DGX Cloud Performance Engineer, NVIDIA

March 5, 2026

Apply for this job

Email *
Executive Name *

Job Description

NVIDIA requires a DGX Cloud Performance Engineer who will conduct performance testing and benchmark evaluation while optimizing large-scale AI systems on DGX Cloud. The position requires assessment of complete system performance together with hardware and software design collaboration and partnership development with cloud service providers to construct advanced AI infrastructure that operates at high scalability and reliability and efficiency levels.
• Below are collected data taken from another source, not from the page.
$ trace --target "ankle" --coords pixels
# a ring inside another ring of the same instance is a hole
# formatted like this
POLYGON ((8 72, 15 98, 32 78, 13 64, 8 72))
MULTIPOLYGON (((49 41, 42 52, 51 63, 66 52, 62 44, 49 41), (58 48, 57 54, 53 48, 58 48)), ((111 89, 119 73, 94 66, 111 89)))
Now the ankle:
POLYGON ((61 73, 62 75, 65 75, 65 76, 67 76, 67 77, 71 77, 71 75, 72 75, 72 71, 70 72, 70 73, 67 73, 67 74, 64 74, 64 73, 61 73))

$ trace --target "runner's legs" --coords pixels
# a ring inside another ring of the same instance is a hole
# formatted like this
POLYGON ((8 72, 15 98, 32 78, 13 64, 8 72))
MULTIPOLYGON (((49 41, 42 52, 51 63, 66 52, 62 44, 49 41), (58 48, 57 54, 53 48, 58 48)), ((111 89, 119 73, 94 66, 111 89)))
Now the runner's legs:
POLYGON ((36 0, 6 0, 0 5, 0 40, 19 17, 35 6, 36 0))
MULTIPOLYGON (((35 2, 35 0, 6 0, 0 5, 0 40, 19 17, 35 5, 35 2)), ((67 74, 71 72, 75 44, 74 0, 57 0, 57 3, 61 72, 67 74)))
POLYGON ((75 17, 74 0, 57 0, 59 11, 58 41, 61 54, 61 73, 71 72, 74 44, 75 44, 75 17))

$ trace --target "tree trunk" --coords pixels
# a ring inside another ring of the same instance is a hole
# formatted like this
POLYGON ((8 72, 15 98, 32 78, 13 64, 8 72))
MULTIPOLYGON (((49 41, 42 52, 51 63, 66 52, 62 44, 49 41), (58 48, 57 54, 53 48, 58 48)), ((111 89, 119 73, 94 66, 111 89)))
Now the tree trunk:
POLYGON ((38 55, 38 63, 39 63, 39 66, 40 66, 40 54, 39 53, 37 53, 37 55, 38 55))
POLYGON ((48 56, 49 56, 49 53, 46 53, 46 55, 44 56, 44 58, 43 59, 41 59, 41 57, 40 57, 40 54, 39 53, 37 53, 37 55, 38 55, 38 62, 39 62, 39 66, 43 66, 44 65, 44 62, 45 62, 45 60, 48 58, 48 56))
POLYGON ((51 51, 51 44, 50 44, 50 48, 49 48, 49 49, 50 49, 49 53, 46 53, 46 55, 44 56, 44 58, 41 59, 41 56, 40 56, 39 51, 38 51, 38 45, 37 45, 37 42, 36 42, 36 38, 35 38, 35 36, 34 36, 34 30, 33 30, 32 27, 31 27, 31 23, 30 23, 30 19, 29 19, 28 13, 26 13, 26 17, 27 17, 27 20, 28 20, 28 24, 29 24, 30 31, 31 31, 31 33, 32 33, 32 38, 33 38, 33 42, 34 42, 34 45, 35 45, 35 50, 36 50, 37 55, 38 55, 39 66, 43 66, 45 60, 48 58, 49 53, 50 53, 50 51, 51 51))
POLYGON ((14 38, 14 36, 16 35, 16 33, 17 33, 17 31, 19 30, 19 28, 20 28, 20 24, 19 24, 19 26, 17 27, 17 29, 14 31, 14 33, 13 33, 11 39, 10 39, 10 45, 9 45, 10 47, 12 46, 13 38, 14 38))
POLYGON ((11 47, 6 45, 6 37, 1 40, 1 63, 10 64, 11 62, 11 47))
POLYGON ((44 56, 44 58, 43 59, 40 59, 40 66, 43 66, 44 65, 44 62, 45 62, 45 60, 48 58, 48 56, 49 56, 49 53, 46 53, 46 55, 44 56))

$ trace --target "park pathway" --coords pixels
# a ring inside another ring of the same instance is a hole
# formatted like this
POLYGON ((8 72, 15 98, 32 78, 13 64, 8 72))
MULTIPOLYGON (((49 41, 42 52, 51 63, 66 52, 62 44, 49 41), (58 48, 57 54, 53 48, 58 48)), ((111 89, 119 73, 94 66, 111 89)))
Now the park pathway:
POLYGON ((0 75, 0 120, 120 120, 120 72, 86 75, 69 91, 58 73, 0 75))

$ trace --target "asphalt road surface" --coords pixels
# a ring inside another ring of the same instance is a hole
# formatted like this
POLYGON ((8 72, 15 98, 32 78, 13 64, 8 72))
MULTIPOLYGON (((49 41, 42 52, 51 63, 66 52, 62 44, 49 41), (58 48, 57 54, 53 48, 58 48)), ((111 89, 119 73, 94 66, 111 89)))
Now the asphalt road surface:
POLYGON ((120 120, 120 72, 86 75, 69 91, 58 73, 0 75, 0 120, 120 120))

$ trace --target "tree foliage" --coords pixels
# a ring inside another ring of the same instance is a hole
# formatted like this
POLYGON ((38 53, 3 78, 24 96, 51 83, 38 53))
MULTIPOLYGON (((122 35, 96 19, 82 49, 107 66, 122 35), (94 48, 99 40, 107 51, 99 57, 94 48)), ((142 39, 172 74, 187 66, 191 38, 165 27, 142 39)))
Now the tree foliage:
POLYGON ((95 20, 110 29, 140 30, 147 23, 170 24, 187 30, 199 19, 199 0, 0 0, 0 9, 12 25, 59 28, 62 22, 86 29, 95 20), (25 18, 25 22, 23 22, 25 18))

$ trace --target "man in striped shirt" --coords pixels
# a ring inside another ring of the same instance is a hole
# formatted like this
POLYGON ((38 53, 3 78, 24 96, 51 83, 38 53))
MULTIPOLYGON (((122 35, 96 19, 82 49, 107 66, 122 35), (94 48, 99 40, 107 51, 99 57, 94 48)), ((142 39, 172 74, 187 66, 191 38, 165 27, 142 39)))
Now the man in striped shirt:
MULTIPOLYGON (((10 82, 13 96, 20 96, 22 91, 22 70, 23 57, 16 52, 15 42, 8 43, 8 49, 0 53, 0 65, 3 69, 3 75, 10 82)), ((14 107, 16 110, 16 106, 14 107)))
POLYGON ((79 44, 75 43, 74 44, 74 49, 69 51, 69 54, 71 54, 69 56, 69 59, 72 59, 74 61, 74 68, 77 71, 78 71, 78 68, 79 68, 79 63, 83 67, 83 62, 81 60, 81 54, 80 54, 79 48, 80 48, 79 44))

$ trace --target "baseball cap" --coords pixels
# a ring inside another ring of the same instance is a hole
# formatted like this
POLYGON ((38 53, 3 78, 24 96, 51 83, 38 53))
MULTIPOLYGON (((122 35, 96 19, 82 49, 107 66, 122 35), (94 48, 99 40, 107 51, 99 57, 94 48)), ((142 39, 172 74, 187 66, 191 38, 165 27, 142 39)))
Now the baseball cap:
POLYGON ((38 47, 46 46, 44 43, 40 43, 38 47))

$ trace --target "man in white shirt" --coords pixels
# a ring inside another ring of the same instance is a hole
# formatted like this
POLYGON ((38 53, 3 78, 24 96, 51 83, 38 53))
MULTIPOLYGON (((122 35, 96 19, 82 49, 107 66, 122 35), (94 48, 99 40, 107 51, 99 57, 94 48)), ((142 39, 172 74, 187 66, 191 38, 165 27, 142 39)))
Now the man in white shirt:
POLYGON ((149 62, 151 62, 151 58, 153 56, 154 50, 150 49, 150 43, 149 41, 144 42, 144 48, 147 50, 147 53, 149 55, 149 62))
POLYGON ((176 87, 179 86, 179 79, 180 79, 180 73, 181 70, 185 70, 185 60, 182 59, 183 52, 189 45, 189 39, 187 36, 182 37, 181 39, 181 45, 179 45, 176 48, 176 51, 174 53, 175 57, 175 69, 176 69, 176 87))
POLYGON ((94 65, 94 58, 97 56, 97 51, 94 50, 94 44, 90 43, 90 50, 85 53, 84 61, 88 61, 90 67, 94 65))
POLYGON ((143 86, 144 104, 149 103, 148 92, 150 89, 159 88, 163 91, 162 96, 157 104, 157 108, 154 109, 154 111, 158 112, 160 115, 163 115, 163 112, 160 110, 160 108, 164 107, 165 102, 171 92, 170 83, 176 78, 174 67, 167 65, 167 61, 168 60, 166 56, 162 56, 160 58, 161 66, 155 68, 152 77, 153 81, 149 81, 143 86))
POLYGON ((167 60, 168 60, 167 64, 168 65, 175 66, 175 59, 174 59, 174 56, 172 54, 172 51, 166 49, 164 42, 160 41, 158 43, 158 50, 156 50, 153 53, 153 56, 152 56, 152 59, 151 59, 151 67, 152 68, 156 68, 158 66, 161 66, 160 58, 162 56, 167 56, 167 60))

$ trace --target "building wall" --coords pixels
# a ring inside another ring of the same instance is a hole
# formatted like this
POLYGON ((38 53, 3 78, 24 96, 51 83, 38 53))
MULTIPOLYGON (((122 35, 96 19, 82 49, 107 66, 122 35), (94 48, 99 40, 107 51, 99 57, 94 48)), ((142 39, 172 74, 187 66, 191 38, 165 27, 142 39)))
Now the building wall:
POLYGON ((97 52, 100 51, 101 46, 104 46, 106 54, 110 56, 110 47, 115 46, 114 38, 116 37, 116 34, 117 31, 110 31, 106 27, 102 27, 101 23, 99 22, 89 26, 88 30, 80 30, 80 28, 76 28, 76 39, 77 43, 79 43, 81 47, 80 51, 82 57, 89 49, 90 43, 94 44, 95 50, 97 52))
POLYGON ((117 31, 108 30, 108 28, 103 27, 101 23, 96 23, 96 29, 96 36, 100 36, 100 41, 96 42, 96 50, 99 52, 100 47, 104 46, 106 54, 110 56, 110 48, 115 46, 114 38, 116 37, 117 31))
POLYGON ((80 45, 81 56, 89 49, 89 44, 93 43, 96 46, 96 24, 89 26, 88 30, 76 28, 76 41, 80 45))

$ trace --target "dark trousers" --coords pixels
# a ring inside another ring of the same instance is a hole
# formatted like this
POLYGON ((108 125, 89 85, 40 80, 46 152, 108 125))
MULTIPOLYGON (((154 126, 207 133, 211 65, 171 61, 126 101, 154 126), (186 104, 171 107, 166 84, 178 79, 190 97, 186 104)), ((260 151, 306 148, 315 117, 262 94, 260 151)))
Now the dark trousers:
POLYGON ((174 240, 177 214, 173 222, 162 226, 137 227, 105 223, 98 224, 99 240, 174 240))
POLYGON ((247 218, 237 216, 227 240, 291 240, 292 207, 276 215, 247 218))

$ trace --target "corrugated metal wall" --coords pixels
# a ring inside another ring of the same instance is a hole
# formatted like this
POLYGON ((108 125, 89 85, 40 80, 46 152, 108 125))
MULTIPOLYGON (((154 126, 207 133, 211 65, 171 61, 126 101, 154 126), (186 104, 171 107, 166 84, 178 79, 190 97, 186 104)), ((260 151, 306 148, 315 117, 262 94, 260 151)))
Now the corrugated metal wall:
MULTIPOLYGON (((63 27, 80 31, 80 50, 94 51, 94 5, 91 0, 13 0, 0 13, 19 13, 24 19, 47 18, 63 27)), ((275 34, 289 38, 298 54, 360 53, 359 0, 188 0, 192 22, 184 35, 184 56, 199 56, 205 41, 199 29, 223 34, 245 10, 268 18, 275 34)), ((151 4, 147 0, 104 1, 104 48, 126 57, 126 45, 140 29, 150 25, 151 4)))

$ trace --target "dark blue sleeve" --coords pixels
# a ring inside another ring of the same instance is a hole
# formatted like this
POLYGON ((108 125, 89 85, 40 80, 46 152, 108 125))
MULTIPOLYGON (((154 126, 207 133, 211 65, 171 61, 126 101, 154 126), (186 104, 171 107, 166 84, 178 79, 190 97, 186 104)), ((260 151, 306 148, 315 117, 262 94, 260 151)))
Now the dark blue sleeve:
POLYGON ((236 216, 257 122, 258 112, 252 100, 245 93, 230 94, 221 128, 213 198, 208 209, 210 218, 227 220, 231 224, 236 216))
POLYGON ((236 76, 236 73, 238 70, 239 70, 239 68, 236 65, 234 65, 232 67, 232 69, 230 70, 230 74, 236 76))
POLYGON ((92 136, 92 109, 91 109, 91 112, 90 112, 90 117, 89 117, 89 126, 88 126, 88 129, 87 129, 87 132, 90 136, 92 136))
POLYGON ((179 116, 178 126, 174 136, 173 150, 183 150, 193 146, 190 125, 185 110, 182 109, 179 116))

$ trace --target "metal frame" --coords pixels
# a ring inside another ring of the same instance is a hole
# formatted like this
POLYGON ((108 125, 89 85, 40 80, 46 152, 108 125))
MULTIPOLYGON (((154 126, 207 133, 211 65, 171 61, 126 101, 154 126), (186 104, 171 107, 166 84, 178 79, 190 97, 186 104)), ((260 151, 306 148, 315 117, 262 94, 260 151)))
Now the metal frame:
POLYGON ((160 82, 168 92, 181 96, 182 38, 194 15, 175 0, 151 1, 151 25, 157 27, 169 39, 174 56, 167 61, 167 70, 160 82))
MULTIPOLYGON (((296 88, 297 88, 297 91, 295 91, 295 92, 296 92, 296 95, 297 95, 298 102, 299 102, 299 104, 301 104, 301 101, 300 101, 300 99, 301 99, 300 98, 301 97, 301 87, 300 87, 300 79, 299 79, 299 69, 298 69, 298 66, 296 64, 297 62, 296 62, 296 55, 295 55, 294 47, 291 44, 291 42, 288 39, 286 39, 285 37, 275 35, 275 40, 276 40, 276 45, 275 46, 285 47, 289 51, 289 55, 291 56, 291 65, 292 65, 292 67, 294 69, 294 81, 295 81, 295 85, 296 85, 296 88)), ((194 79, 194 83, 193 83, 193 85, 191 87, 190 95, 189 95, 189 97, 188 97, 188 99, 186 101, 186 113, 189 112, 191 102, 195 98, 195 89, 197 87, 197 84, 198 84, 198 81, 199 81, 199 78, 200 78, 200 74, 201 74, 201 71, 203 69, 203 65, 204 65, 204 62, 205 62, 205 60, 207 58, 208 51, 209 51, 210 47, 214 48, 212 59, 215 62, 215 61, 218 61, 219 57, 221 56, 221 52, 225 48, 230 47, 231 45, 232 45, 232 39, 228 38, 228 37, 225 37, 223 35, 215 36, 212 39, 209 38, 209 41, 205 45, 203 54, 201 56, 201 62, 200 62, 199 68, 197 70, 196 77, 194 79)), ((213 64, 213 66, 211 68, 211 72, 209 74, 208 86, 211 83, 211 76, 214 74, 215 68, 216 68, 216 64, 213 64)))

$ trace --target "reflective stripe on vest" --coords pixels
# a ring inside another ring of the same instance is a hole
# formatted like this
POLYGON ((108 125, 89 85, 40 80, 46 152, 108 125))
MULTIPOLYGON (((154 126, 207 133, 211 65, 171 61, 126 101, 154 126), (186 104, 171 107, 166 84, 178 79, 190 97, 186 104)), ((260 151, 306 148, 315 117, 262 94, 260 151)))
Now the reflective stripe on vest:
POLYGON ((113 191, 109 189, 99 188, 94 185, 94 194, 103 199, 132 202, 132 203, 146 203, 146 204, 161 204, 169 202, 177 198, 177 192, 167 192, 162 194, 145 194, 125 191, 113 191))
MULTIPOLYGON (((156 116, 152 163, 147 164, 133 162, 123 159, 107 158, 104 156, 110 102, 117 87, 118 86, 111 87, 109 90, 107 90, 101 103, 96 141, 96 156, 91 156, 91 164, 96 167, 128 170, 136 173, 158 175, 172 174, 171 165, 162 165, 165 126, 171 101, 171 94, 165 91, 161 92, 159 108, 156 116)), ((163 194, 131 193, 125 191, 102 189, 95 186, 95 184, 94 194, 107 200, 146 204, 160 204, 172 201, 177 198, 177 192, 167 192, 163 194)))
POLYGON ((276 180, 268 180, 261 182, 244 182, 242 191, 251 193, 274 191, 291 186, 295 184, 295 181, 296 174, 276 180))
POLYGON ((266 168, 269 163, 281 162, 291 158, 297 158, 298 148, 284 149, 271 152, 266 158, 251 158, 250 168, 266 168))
Date Posted: February 2026

Expiration Date: NA

Apply: Apply Now

Main Duties

  • Create performance benchmarks together with large-scale AI systems which will include tools for measuring and optimizing system efficiency. 
  • Conduct complete system performance assessments which help detect performance obstacles and system interdependencies. 
  • Implement hardware and software modifications which enhance both operational efficiency and user experience. 
  • Work with AI researchers and developers and cloud partners to create solutions that meet both customer and developer requirements. 
  • Develop performance models and total cost of ownership frameworks which they use to investigate architectural and design decision-making processes. 
  • Establish methods which will shape DGX Cloud’s architectural framework and design principles and future development plans.

Essential Qualifications

  • Bachelor’s or Master’s degree in Engineering (Computer Science, Computer Engineering, Electrical Engineering preferred).
  • 10+ years of experience with large-scale parallel and distributed accelerator-based systems.
  • Strong expertise in performance modeling, benchmarking, and optimization.
  • Proficiency in Python and C/C++.
  • Solid background in computer architecture, networking, storage, and accelerators.
  • Experience with public cloud platforms (AWS, GCP, Azure, OCI).

Preferred Qualifications

  • PhD in a relevant technical field. 
  • Expertise in CUDA and XLA together with experience in operating large-scale AI frameworks which include PyTorch and TensorFlow and JAX and Megatron-LM and TensorRT-LLM and vLLM.
  • Possess complete knowledge of AI/ML workloads which include LLMs and DNNs.

Display multiple strengths which include excellent problem-solving skills and high intellectual curiosity and strong ability to work with others.